Nobody could call Shakespeare's comedies anodyne. The seventeen plays placed in that category include themes of antisemitism, domestic abuse, assault, abandonment, betrayal and murder, so in this drama Claudio's savage rejection of Hero on their wedding day is fairly mild, although his initial indifference to her demise does suggest some lack of empathy.  Fortunately there's no time to worry about that as the action moves on to another popular theme of the bard's: the looney-tune lower-classes, and Illyria delivers their antics with extra relish.  The focus is on laughter: David Sayers relishes the affectations of Benedick as much as the antics of the Watch who chaotically foil the dastardly plot.  Oliver Gray's production cleverly established a convention of imaginary directional space in the opening moments of the play, and made the most of the absurdity of the garden scene where the match-making plot to bring Beatrice and Benedict together is hatched. Basically, there's much to enjoy whether or not the plotline always emerges, and the company's excellent programme gives a clear synopsis. Much Ado has been claimed by Hollywood as the original screwball romantic comedy, and it's always a pleasure to see different emphases in a stage production.

As a personal postcript: In the days when a 'standing seat' bought on the door for 2/- at London's Old Vic meant you could take any seat still vacant at curtain up, in 1965 I saw Franco Zeffirelli's production of this play with a cast including Ian McKellen, Albert Finney, Derek Jacobi, Maggie Smith and Lynn Redgrave... the garden scene, when even the ornamental sculptures shimmered forward to eavesdrop on the love-plot, is probably one of the reasons for my enduring passion for live theatre.

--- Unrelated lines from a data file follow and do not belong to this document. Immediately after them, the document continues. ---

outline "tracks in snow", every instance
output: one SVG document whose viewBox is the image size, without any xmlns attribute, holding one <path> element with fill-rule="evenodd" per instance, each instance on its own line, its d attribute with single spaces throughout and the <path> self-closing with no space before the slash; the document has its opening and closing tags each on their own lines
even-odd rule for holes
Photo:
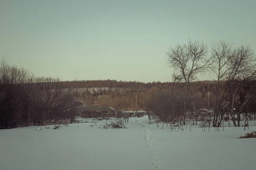
<svg viewBox="0 0 256 170">
<path fill-rule="evenodd" d="M 142 124 L 138 122 L 138 123 Z M 160 168 L 159 163 L 160 161 L 158 159 L 158 152 L 156 148 L 153 146 L 153 143 L 156 140 L 154 139 L 154 136 L 151 135 L 151 132 L 148 128 L 146 128 L 145 125 L 142 124 L 144 128 L 143 129 L 143 133 L 142 136 L 143 138 L 146 141 L 145 147 L 148 148 L 151 150 L 151 153 L 149 154 L 149 158 L 152 160 L 151 165 L 152 167 L 151 170 L 156 170 Z"/>
</svg>

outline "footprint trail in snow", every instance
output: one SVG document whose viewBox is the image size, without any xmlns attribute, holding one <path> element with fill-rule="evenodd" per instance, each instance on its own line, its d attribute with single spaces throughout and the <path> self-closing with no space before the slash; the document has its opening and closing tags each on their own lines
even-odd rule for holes
<svg viewBox="0 0 256 170">
<path fill-rule="evenodd" d="M 158 164 L 160 162 L 160 161 L 157 159 L 157 154 L 158 152 L 156 148 L 153 147 L 152 145 L 152 143 L 154 142 L 154 141 L 156 140 L 154 139 L 154 136 L 150 135 L 150 130 L 145 127 L 143 128 L 143 138 L 146 141 L 146 143 L 145 143 L 146 144 L 145 147 L 148 148 L 151 150 L 151 153 L 149 154 L 149 158 L 152 160 L 151 165 L 152 166 L 153 168 L 151 169 L 151 170 L 160 168 L 160 166 Z M 153 169 L 154 168 L 155 169 Z"/>
</svg>

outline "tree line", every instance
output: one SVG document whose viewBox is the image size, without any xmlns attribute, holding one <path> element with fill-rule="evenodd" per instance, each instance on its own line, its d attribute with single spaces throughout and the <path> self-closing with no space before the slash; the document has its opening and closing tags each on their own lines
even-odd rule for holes
<svg viewBox="0 0 256 170">
<path fill-rule="evenodd" d="M 58 88 L 58 79 L 37 77 L 28 70 L 0 61 L 0 129 L 70 122 L 65 112 L 73 89 Z"/>
<path fill-rule="evenodd" d="M 186 43 L 170 47 L 166 60 L 174 70 L 173 82 L 182 82 L 183 87 L 180 91 L 174 83 L 172 90 L 153 94 L 149 109 L 163 120 L 181 116 L 185 125 L 190 114 L 204 108 L 213 112 L 213 126 L 223 123 L 225 114 L 231 116 L 235 126 L 239 126 L 241 116 L 248 119 L 256 112 L 256 59 L 250 45 L 236 47 L 221 41 L 209 47 L 204 42 L 189 40 Z M 192 86 L 198 74 L 206 74 L 217 77 L 212 82 L 214 88 L 208 89 L 211 97 L 208 99 Z"/>
<path fill-rule="evenodd" d="M 166 64 L 172 79 L 144 83 L 116 80 L 61 81 L 37 77 L 4 60 L 0 68 L 0 128 L 72 121 L 65 111 L 75 101 L 107 105 L 117 110 L 151 111 L 163 122 L 196 117 L 202 108 L 212 110 L 212 124 L 219 126 L 228 115 L 235 126 L 256 112 L 256 60 L 249 45 L 235 47 L 224 41 L 212 43 L 189 40 L 170 47 Z M 199 74 L 217 77 L 198 81 Z M 236 116 L 237 115 L 237 116 Z M 234 119 L 235 116 L 237 120 Z"/>
</svg>

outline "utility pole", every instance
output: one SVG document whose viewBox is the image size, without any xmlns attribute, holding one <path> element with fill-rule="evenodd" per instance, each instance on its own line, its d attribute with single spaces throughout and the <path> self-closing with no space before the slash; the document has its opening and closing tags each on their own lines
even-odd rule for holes
<svg viewBox="0 0 256 170">
<path fill-rule="evenodd" d="M 136 114 L 137 113 L 137 95 L 135 96 L 135 109 Z M 138 116 L 138 114 L 137 114 L 137 116 Z"/>
<path fill-rule="evenodd" d="M 209 102 L 209 98 L 210 98 L 210 92 L 209 92 L 208 91 L 208 108 L 209 108 L 210 107 L 210 103 Z"/>
</svg>

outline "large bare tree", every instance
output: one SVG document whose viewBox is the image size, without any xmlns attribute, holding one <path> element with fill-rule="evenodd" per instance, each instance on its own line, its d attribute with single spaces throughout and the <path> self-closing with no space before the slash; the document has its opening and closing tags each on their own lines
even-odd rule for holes
<svg viewBox="0 0 256 170">
<path fill-rule="evenodd" d="M 186 82 L 183 105 L 185 125 L 190 83 L 197 79 L 198 74 L 203 74 L 211 70 L 213 58 L 208 55 L 208 48 L 205 43 L 190 40 L 186 44 L 170 47 L 166 56 L 169 68 L 172 68 L 175 73 L 181 74 L 181 80 Z"/>
<path fill-rule="evenodd" d="M 241 91 L 244 82 L 255 77 L 256 65 L 253 52 L 249 45 L 241 45 L 234 48 L 232 44 L 221 41 L 212 44 L 212 54 L 214 58 L 214 70 L 217 77 L 213 125 L 219 126 L 226 107 L 233 118 L 234 126 L 237 126 L 234 119 L 234 108 L 238 104 L 236 102 L 237 95 Z M 247 96 L 248 99 L 251 97 L 250 95 Z M 227 99 L 226 102 L 225 99 Z M 247 101 L 244 100 L 239 110 Z M 220 119 L 218 120 L 219 116 Z M 238 116 L 240 117 L 240 113 Z"/>
</svg>

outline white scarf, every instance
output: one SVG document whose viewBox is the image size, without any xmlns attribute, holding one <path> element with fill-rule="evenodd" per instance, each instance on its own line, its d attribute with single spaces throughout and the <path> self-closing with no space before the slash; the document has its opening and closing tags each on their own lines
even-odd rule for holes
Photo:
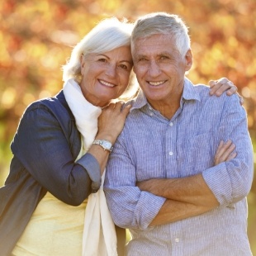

Sadly, the English summer couldn't manage more than a few pleasant days this week, and by the weekend had swapped summer showers for downright deluges. On Friday evening we defied the elements in search of live music at Critchill Manor Estate, a fairly new camping site on the southern outskirts offering a tented bar with a band open to drop-ins, and on Sunday the heavens opened again for the Frome Lions Summer Fete in Victoria Park: the big chutes and and bouncy apparatus continued to be splashily popular with the saturated children while their elders clustered under trees with hot drinks.

Sunday evening saw the return to (fortunately dry) real space of Proof Pudding Club, the inspired innovation  of Hunting Raven Books' manager Tina Gaisford-Waller, originally meeting monthly at the Cornerhouse to discuss upcoming titles and for the last year continuing on zoom. Our new venue is River House, in its new location at Black Swan Arts. Spreading across the courtyard as well as the indoor cafe, about thirty volunteers appraised new titles and chatted with coffee and cake in animated small groups, reporting back at the end of the evening. Here's my group: Liz, Naomie, and Nicki, deciding that Silent Earth by Dave Goulson, a warning of imminent insect apocalypse, was our pick of the night.

Ending with thanks to etymologist Susie Dent for providing a word that explains and excuses my morning indolence in a week of disappointingly non-seasonal weather: Hurkle-durkling: 19th-century Scots for lounging in bed long after it’s time to get up.